2.1.7: Course Evaluation Survey
Embedded within each course is a course evaluation survey, on which students are invited to provide feedback about their learning experience.
2.2: The Learning Environment
Now that you know about the standard components of a Saylor course, let’s spend a few minutes getting familiar with the learning environment in which those components appear.
2.2.1: Moodle
Moodle is Saylor’s learning management system. It is similar to many of the learning management systems out there, and is open source. As a course developer, you won’t need to do much with Moodle’s technical specifications; Saylor staff will upload course materials. Saylor’s Moodle instance allows anyone to access most course materials, even if they are not logged into an active Moodle account. In order to access any of the assessments that are housed within Moodle (all auto-gradable materials and some of the other assessments), students must create a free account with Saylor and be logged into that account. For an overview of the way Saylor uses Moodle, check out this Getting Started video.
2.2.2: Discourse
Saylor uses Discourse to host our discussion boards. Discourse is an open source, student-led, and community-moderated platform. Saylor students use Discourse to share artifacts of their learning (essays, discussion and journal prompt responses, and so on) and get feedback, pose questions about course content to one another, find a support network, and meet each other and Saylor staff virtually. The Saylor community on Discourse is growing and dynamic. Saylor staff members occasionally interact with students on Discourse, particularly greeting students in the introductions thread or troubleshooting broken links, unclear instructions, difficulty understanding how to begin a course, etc.

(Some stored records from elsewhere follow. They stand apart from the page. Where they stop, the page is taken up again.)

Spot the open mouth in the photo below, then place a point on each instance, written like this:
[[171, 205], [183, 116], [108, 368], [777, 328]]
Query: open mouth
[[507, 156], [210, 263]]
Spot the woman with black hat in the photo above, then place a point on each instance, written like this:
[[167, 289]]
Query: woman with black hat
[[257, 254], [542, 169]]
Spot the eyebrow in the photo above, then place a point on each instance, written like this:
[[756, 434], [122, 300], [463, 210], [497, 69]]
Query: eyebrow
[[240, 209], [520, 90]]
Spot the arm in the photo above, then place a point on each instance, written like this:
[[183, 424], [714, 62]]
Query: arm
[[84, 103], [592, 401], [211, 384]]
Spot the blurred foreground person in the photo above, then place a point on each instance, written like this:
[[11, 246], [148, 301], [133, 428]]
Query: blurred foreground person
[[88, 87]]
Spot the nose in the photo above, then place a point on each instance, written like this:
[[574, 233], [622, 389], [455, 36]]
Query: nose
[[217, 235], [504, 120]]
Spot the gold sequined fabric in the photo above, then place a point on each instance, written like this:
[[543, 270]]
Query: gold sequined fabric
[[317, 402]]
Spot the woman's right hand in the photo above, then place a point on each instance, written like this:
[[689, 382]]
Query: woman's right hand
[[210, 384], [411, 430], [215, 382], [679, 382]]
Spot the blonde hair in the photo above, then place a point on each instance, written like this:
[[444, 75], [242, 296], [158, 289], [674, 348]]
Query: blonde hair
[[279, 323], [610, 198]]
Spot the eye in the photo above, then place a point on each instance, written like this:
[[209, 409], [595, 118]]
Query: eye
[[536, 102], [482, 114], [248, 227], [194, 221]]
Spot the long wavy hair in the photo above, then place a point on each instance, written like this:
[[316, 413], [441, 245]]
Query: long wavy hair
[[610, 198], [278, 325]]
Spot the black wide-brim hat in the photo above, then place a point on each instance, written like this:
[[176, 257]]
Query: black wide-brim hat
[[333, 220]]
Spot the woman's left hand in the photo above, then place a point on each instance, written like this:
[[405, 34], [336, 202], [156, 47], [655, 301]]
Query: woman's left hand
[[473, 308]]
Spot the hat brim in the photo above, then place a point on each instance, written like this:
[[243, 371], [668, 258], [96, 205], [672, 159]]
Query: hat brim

Some of Discourse’s discussion board features and permissions are gated, in part, by a system of trust levels. Varied, sustained, and reliable contributions to the boards enable students to do more with the system: send private messages, upload attachments, flag problematic posts, edit or close stale threads, etc. Ample opportunity to make relevant posts to Discourse enables more students to use the boards to their fullest potential, thus democratizing the Saylor community on Discourse. Keep in mind as you develop your course that Saylor’s aim is to provide frequent opportunities for real discussion and interaction that are not prescriptive or confined. Encouraging students’ reflection on their prior experiences related to the course content or eliciting students’ reactions to clearly visible examples of course concepts seen in the outside world, for example, are great ways to foster discussion in this context.
Students beginning a program of study with Saylor Academy may introduce themselves here. We welcome consulting faculty to introduce themselves, interact with students, and look for topics that may be relevant to their expertise.
2.2.3: Accredible
Since Spring 2015, Saylor has been issuing course completion certificates via our partner, Accredible. These certificates are web-native, allowing students to share them with whomever they want. Students can customize the specific evidence items shown on each certificate (for example, including the final exam score, selected answers to study questions, project completions, and so forth). You can learn more about Saylor’s Accredible certificates here. As you develop your course, think about what kinds of things students may want to display to others after they’ve finished their course -- often, those items can be featured in Accredible certificates.